Cet
article propose une interprétation de la Révolution espagnole
centrée sur le rôle de la mobilisation ouvrière et paysanne, la
collectivisation et la confrontation entre révolution et
contre-révolution. À l’inverse des interprétations qui
attribuent la défaite au radicalisme révolutionnaire, il valorise
l’expérience du pouvoir populaire et interroge le rôle des forces
réformistes et staliniennes dans son démantèlement.
Il
réaffirme la pertinence durable des concepts trotskistes à la
lumière de l’une des révolutions les plus profondes du XXe
siècle.
Auteur: Gérard Florenson
Le soulèvement militaire ne fut pas un coup de tonnerre dans un ciel serein.
Il avait été préparé depuis des mois, sans doute avant même la victoire électorale du Front Populaire (1) ou tout au moins dès son lendemain. Une conspiration impliquant un grand nombre d´officiers pouvait difficilement rester totalement clandestine, mais le gouvernement, et en premier lieu le président de la république, Manuel Azaña, évoquait certes des rumeurs mais restait sourd aux avertissements des généraux qui lui étaient fidèles. Inefficacité de ses services de renseignements ? Infiltration fasciste dans leurs rangs ? Tout cela est probable mais cet aveuglement des chefs du Front Populaire était surtout dû à leurs illusions sur les vertus de la démocratie bourgeoise et à leur confiance dans le loyalisme des militaires. Des années plus tard le peuple chilien a vécu dans sa chair le même scenario quand Allende a nommé Pinochet, son futur bourreau, chef des forces armées du Chili.
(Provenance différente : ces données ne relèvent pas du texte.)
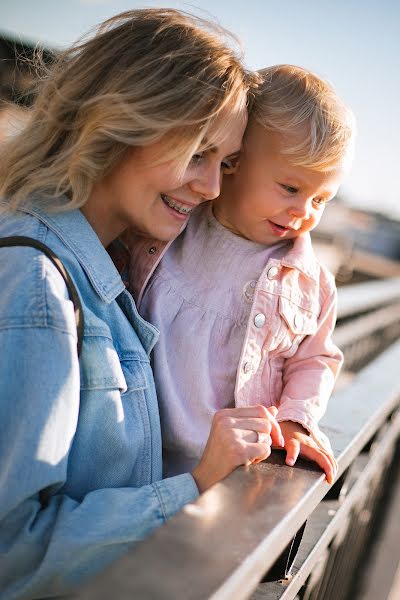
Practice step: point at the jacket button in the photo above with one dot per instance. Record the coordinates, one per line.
(259, 320)
(298, 320)
(272, 272)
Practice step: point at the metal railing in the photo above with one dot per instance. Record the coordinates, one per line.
(243, 534)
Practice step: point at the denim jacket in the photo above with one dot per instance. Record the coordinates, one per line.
(80, 445)
(288, 358)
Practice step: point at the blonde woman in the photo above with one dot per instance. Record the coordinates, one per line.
(133, 128)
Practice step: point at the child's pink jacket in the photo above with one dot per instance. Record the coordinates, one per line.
(288, 358)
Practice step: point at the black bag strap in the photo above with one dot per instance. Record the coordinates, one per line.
(20, 240)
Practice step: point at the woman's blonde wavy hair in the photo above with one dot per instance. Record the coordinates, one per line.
(144, 74)
(317, 127)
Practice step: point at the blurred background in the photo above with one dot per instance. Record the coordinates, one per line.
(352, 43)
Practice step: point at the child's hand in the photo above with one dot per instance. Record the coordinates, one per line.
(298, 441)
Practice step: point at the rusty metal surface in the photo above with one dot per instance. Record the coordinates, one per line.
(220, 546)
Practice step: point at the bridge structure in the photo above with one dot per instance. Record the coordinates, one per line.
(270, 531)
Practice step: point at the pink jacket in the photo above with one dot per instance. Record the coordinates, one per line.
(288, 358)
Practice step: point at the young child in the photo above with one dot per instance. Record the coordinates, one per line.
(245, 310)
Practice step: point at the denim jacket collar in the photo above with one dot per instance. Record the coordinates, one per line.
(77, 234)
(301, 256)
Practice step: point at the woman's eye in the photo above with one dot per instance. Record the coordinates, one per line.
(229, 166)
(290, 188)
(196, 158)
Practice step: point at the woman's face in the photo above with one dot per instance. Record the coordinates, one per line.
(155, 200)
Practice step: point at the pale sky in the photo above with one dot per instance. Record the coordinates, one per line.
(353, 43)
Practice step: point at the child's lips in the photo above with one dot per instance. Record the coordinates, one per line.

Azaña se fiait au loyalisme des généraux et chefs d´état major nommés par son gouvernement, mais si la majorité refusa effectivement de rallier le soulèvement (et Franco procéda ensuite à une sanglante épuration dans leurs rangs) l´état d´esprit était différent parmi les jeunes officiers formés dans les écoles militaires, largement gangrénés par les idées fascistes de la Phalange (2). Par ailleurs les monarchistes et ultra-catholiques, hostiles à la “république athée”, étaient nombreux parmi des cadres majoritairement issus des classes possédantes, dont beaucoup de l´aristocratie terrienne, “hildagos” (3) qui espéraient un “pronunciamento” qui ramènerait le roi, rétablirait le vieil ordre immuable et rendrait ses prérogatives à l´Église. Azaña ne mesurait pas non plus la manière dont Franco dominait les forces basées au Maroc, forces qui allaient être déterminantes dans les succès de la rebellion.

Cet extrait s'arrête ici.